2NH₃ + 3 O^─—> N₂ + 3H₂O+3 e^─

(3)

Meanwhile, the excellent gas sensing properties of the n-ZnO/p-NiO gas sensor could be attributed to two aspects: on one hand, the morphological features exhibited the specific hierarchical nanosheets structure, which facilitated the adsorption of NH₃ molecules on the surface of hetero-structured sensing electrode and produces much more contact sites. On the other hand, the formation of p-n heterojunctions on the interface between the n-type ZnO and p-type NiO can contribute significantly to the improvement of the sensor responses. When the ZnO intimately contacts with the NiO, an internal self-built electrical field at the interface will be formed via charge carries diffusion due to their different work functions, electron affinities and band gaps [46]. In the electrical field, the electrons transfer from ZnO to NiO, and holes move in the opposite direction until the systems achieve equalization at the Fermi level, as displayed in Figure S4 (Supporting Information S4) [24,47]. The process will lead to development of the potential barrier at the heterojunctions as the band bending and a wider depletion layer appears at their interface. For the Zn₁Ni₂ sample, it displays n-type semiconductor gas senor which makes the electrons as majority carriers. These free electrons will be trapped by oxygen in air and lead to the increase of depletion layer width at p-n junction Figure 12a, thus it will further increase the resistance of the Zn₁Ni₂ than the pure ZnO. Correspondingly, the measured resistance of Zn₁Ni₂ will higher than pure ZnO. When the Zn₁Ni₂ sensor is exposed to NH₃ gas, the ammonia molecules will be oxidized by oxygen species and the trapped electrons will be released again.
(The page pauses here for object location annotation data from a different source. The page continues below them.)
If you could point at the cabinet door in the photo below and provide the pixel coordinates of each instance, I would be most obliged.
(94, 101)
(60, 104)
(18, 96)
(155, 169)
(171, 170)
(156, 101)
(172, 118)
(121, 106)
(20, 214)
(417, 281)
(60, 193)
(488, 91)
During the process, the depletion layer width at p-n junction is decreased and so that the resistance value drops drastically. Therefore, the depletion layer which formed at p-n junction is the main contributor to the best sensing performance of Zn₁Ni₂ sensor. Noteworthy, with the amount of NiO was increased, the gas sensor shown changes from n- to p-type transition. For example, for the n-type sensors (Zn₅Ni₁, Zn₂Ni₁, Zn₁Ni₁ and Zn₁Ni₂), the resistance will increase in air and decrease in NH₃, whereas for the p-type sensor (Zn₁Ni₅) the behavior is quite an opposite.

4. Conclusions

In summary, a series of 3D flower-like n-ZnO/p-NiO heterojunction composites with the different Zn-to-Ni ratios were synthesized (Zn_xNi_y, x:y = 5:1, 2:1, 1:1, 1:2, 1:5) towards the development of sensing electrode with superior NH₃ sensing performance by a facile hydrothermal method. Their structural and morphological properties were comprehensively investigated by XRD, SEM, TEM and XPS techniques, confirming that the 3D flower-like n-ZnO/p-NiO structures were successfully created. The sensing performances of the Zn_xNi_y heterostructures towards NH₃ sensing were analyzed under various working temperatures (160–340 °C) and showed different gas-sensing properties. Specifically, the fabricated NH₃ sensor based on Zn₁Ni₂ displayed the best sensing capabilities towards NH₃ detection at the established optimum working temperature of 280 °C. Moreover, this sensor exhibited the high response of 25 and fast response/recovery time of 16 s/7 s toward 100 ppm NH₃, as well as the low detection limit of 50 ppb, good selectivity and long-term stability. Therefore, the present study has successfully demonstrated the vital role of the p-n heterojunctions for the enhancement of gas sensing properties, confirmed that the 3D n-ZnO/p-NiO nanocomposites are sensing material candidate for constructing NH₃ sensors with promising application.